Un compte-rendu de Nicholas Bell
Le 12 mai j’étais à Bruxelles pour participer à la consultation sur la bio-énergie organisée par la Commission Européenne qui a réuni environ 120 personnes. Beaucoup de représentants de l’industrie biomasse, de papier, de panneaux en bois, de la Confédération européenne des Propriétaires Forestiers… des chercheurs, des fonctionnaires de la Commission, et quand même une vingtaine de membres d’ONG ou collectifs comme le nôtre (Collectif SOS Forêt du Sud). Nous avons pu placer nos arguments à plusieurs reprises et j’ai parlé de la centrale à Gardanne qui est déjà assez connue comme un cas plutôt problématique.
La dimension de centrales comme Gardanne et Drax en Angleterre a été évoquée à plusieurs reprises, et surtout les distorsions de marché provoquées par les énormes soutiens publics accordés à ces entreprises. Il est évident que sans ces subventions ce genre de centrales ne verrait jamais le jour. L’exemple de Ghent en Belgique le prouve (voir article ci-joint). http://deredactie.be/cm/vrtnieuws.francais/Sant%25C3%25A9%2B%2526%2Benvironnement/1.2646562
L’ONG FERN, basée à Bruxelles, qui se bat pour la défense des forêts au niveau mondial, a fait des calculs révélateurs sur la dimension de ce fol engouement pour le bois-énergie industriel. Dans le cadre de ses prévisions énergétiques pour la période 2020-2030, l’Union européenne s’est donné comme objectif d’arriver à une part d’énergies renouvelables de 27%. Actuellement environ 60% des énergies renouvelables produites en Europe sont issues de la biomasse. FERN calcule que tous les arbres récoltés en Europe, sans exception, seraient nécessaires si l’Union européenne veut atteindre cet objectif de 27% et si la part de la biomasse reste celle d’aujourd’hui.

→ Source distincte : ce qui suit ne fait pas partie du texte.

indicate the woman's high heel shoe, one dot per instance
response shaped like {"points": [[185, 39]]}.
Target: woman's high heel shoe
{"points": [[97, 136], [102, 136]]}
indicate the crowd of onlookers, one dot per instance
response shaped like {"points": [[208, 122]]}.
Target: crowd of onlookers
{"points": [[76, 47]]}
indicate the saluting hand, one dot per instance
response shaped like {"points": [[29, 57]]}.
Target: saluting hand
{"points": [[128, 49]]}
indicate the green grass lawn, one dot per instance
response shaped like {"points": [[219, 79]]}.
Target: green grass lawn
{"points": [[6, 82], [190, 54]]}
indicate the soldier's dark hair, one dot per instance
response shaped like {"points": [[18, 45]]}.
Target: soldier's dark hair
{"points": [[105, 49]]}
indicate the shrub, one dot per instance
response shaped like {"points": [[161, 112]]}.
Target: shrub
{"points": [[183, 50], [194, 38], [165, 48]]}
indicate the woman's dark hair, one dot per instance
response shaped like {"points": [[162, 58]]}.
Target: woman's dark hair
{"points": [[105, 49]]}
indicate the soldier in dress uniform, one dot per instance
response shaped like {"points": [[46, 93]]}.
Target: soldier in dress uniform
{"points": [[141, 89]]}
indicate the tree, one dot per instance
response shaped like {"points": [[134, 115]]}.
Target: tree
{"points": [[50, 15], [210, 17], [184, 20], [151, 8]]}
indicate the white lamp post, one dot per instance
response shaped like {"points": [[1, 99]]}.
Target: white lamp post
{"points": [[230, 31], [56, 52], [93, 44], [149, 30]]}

Selon une récente étude importante commandée par l’ADEME intitulée « Disponibilités forestières pour l’énergie et les matériaux à l’horizon 2035 » (voir ci-joint un résumé rédigé par Richard Fay, retraité de l’ONF vivant dans les Alpes de Haute Provence), selon tous les scénarios envisagés, la demande sera fortement supérieure à la disponibilité nationale en 2031-35. Cette étude contredit beaucoup d’estimations antérieurs qui indiquaient qu’il y avait largement la ressource pour toutes les nouvelles demandes. C’était le sens même du discours de Nicolas Sarkozy à Urmatt en 2009 : la forêt n’est rien d’autre qu’un trésor qui dort, à exploiter.
Le mythe de la carbone-neutralité a aussi pris plein de coups lors de la consultation à Bruxelles. Aucun des experts invités n’a soutenu ce thèse qui est mis en avant par les adeptes du bois-énergie à l’échelle industrielle.
C’est la première fois que la Commission Européenne lance un processus de consultations et d’études qui doit mener à la définition de la bio-énergie « durable ». A suivre de près, avec grande vigilance, car nous avons déjà vu à quel point l’Union européenne a pu se tromper dans l’affaire des agrocarburants.